LE ROI, LE LABOUREUR ET LE JOLI JUPON
Dans un petit royaume quasiment inconnu,
Un roi brutal, violent, de préjugés imbus,
Régnait depuis d’interminables décennies,
Terrorisant les habitants de son pays.
La moindre de ses paroles devenait une loi,
Et chacun lui devait une profession de foi.
Il aimait répéter : ‘le dogme, le dogme, le dogme,
Je l’affirme, il n’y a que c’là de vrai en somme!’
Et quand les laboureurs creusaient de beaux sillons,
Conduisant leur pégase avec application,
Le vieux roi contrôlait la régularité
Des labours qui devaient être de qualité.
A la moindre fantaisie, à la moindre incartade,
Les pauvres paysans risquaient la bastonnade.
Largeur et profondeur de la petite tranchée
Etaient soigneusement, fréquemment mesurés.
Un jeune laboureur au visage d’Apollon,
Perturbé et distrait par un joli jupon,
Conduisit son cheval en pensant à l’âme sœur
Et creusa un sillon tout en forme de cœur.
Le roi fort courroucé par cette fantaisie,
Hurlant : ‘ le dogme ! le dogme ! Ah manant tu l’oublies !
Ordonna que sa tête, pourtant apollinienne
Fût tranchée sans attendre sur un billot de chêne.

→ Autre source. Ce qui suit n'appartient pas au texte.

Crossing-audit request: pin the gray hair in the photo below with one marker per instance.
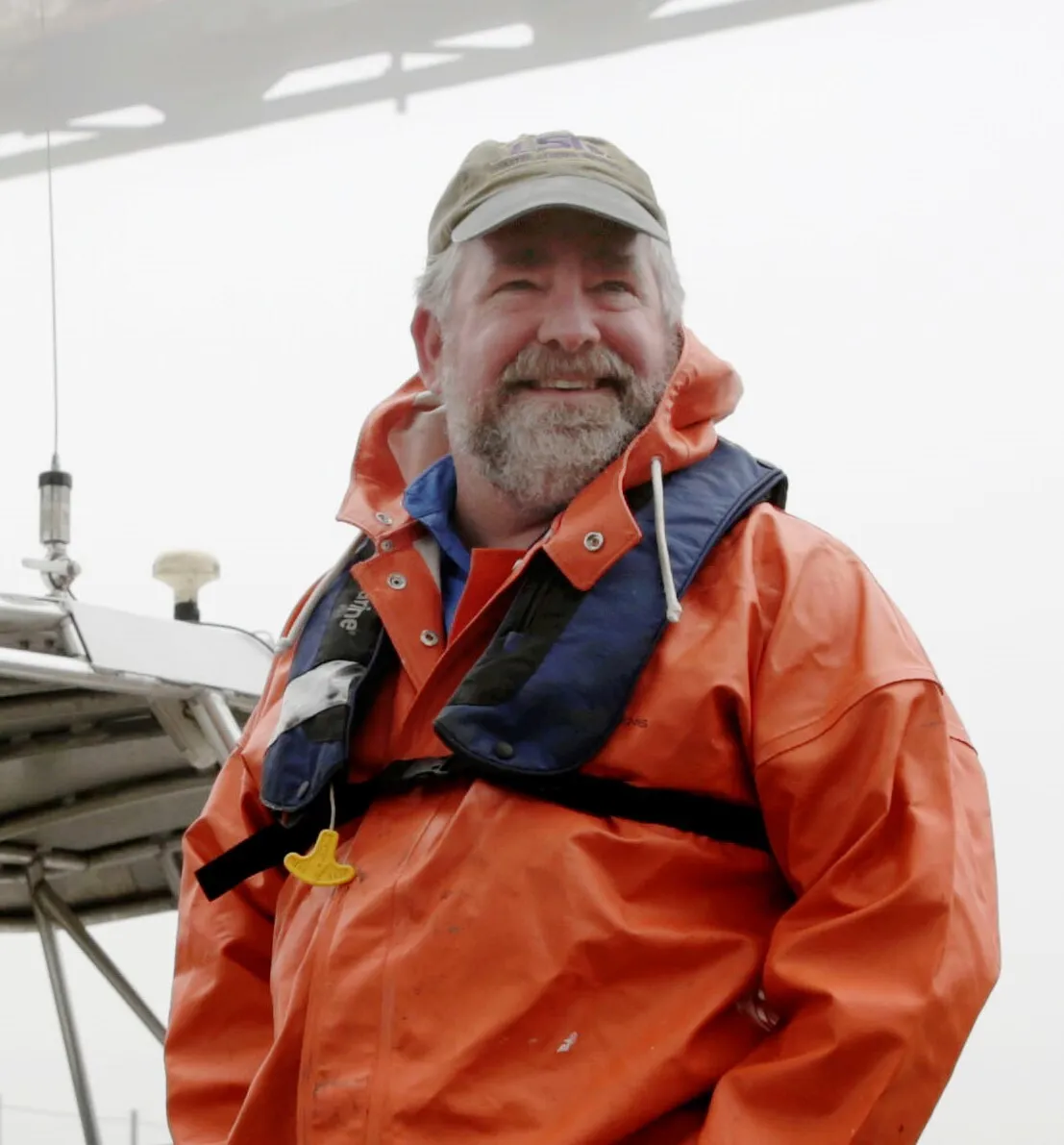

Le peuple fort ému par cette grave injustice
Menaçant le monarque du plus cruel supplice,
Lui confisqua son trône, son sceptre et sa couronne
Et l’envoya aux champs comme une simple personne.
Et le vieux roi déchu, accablé et meurtri,
Dû accomplir les tâches pénibles des petits,
Conduisant résigné un solide percheron,
Pour creuser dans la terre de très profonds sillons.
Lui qui, alors monarque, prônait l’extrême rigueur
Trouva qu’elle méritait d’s’adoucir au labeur.
Epuisé par la tâche, il ne prit pas le temps
D’enlever de grosses pierres qui le gênaient pourtant.
Les sillons sinueux comme rivière paresseuse
Attirèrent une foule très nombreuse et moqueuse
Et de tous les hameaux accoururent des vilains
Et des serfs souriants qui agitaient les mains.
Humilié le despote fit amende honorable
Et reconnût sur un ton des plus misérables,
Qu’un peu de liberté pour accomplir une tâche
N’est pas toujours nuisible et évite qu’on se fâche.
On consentit au roi une deuxième chance,
En lui redonnant trône, pouvoir et allégeance.
Alors celui-ci promit d’être moins dogmatique
Et d’adopter plutôt un esprit pragmatique.
Et Vulcain, dieu du feu, du métal, des soudeurs,
Recolla la belle tête de l’éphèbe trop rêveur,
Tandis que l’implacable mais généreuse Junon
Conseilla le mariage à l’heureux Apollon.
La source de cet émoi, le ravissant jupon,
Fût retrouvée très vite par l’ami Cupidon.
Tous les dieux de l’Olympe s’invitèrent à la noce,
Sauf heureus’ment l’infâme divinité Cronos.
Vulcain fit éclater un grand feu d’artifice,
De nombreux moutons gras subirent le sacrifice
Et Bacchus, assoiffé, remplissait tous les verres.
Neptune promit aux jeunes mariés une longue croisière.
Et je te laisse, lecteur, tirer une morale
De cette petite fable un tantinet banale,
Qui se veut bienveillante comme le dieu des soudeurs,
Dévoué Héphaïstos ignorant la rancœur.